The release also explicitly outlined the first aim of the collaboration, as Li Wei, deputy director of the Shenzhen Municipal Bureau of State Taxation, claimed that Tencent’s success in the application of blockchain for invoicing would help to fight the issue of fake fapioas and “improve the invoice supervision process.”
First results: “A frictionless link between consumer scenarios and tax services”
On Aug. 10, local news platform EEO reported that China’s first digital invoice on the blockchain was issued in the city of Shenzhen, where the aforementioned collaboration was announced.
Thus, Tencent has created a pilot blockchain ecosystem for invoices designed for comprehensive use by consumers, merchants and tax authorities, according to local publication. The debut invoice was issued by a local restaurant, while several other Shenzhen businesses have already been granted access to the system, including a parking lot, auto repair shop and cafe.
Cai Yunge, the general manager of blockchain at Tencent, was quoted by EEO as saying that the new system achieves “a frictionless link between consumer scenarios and tax services.” Consumer payments are facilitated through Tencent’s WeChat, and an invoice suitable for further inspection and management by tax authorities is reportedly generated in “one click.”
Conversely, processing a traditional invoice takes multiple steps and requires a lot of time: When a consumer completes a transaction, they must wait for the merchant to generate the invoice, file it away safely, complete a returns form in the Finance Department, wait for the documents to be processed and then finally receive their returns.
As EEO explains, a blockchain-backed e-invoice only requires the customer to perform one click on the WeChat app during the checkout. After that, they just have to wait and track their reimbursement status in real time via the app. The process leaves no room for forging or over-reporting. Moreover, the technology also has the advantage of improving data privacy through encryption and of providing an overall cost-effective streamlining of processes, as multiple reviewing parties have been excluded from the process.
More blocks on the chain: State-owned aerospace firm joins the new scheme
The next player to adapt blockchain for fighting invoices-induced corruption is the state-owned China Aerospace Science and Industry Corporation Ltd.
According to an article in the official state newspaper, People’s Daily, that was republished by the State Administration of Science, Technology and Industry for National Defence, blockchain will help innovate the supervision of invoices for tax purposes nationwide.

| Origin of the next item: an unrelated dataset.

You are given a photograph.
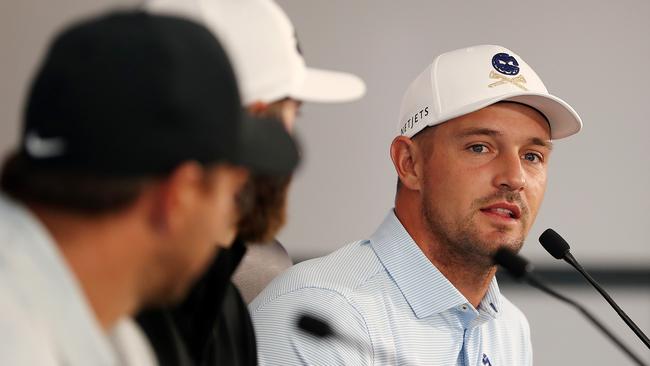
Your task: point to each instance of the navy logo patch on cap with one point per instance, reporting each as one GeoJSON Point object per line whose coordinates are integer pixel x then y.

As the article suggests, electronic invoices are on the rise in China: In 2017, there were around 1.31 billion electronic invoices in circulation, and by 2022, the number is expected to hit 54.55 billion, as the projected average annual growth rate constitutes over 100 percent.

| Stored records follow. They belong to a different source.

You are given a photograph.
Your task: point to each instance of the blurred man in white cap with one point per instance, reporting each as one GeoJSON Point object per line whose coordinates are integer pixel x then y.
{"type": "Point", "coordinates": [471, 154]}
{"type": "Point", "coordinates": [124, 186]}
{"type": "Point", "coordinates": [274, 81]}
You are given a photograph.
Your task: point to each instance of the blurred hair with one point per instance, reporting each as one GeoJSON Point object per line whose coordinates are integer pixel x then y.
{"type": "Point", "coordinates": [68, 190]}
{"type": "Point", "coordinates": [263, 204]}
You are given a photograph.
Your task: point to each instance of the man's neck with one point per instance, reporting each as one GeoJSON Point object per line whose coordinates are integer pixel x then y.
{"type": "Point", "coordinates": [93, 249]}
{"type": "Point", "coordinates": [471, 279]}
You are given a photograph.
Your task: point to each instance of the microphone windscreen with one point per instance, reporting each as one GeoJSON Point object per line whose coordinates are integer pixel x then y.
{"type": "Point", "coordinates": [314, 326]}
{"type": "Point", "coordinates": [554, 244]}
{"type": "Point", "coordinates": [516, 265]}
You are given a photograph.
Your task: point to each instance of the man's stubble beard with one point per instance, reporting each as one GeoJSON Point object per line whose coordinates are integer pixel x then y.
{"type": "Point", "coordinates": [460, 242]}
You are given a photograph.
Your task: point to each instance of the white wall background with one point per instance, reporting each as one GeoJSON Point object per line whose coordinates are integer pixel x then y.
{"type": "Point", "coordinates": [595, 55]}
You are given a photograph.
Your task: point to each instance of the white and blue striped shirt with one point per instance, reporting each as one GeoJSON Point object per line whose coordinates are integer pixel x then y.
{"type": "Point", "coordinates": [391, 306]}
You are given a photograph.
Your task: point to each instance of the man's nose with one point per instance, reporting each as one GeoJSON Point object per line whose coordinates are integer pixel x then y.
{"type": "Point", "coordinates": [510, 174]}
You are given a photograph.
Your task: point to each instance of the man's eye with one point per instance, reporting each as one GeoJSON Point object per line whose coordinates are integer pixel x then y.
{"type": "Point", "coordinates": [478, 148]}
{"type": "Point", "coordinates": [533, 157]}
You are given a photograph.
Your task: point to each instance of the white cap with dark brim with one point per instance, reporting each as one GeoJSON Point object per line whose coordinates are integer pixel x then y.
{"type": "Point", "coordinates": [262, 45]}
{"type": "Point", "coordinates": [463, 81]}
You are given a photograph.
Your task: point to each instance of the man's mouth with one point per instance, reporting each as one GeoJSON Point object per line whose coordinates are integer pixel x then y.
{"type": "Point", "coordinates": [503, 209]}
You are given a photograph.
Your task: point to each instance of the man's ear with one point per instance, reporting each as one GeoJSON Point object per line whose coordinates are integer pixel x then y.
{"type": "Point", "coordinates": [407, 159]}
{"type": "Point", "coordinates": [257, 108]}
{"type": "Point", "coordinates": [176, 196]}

China Aerospace, in turn, uses electronic invoice services that are end-to-end, covering issuance, delivery, filing, inspection and reimbursement for the country’s taxpayers and authorities. It has already issued some 2.5 billion invoices to date, as per the People’s Daily article.
However, such an e-invoice system, like the traditional one, is not safe from over-reporting, false-reporting and traceability issues. Hence, China Aerospace has now created a blockchain system to allow for authenticated and “credible” invoice issuance, traceable circulation, and efficient and cost-effective oversight by tax authorities — just like in Shenzhen.
China Aerospace’s representatives are confident about fighting the fapiao corruption at its root with blockchain technology. As a company representative told People’s Daily, the technology will finally resolve the industry’s “pain points.”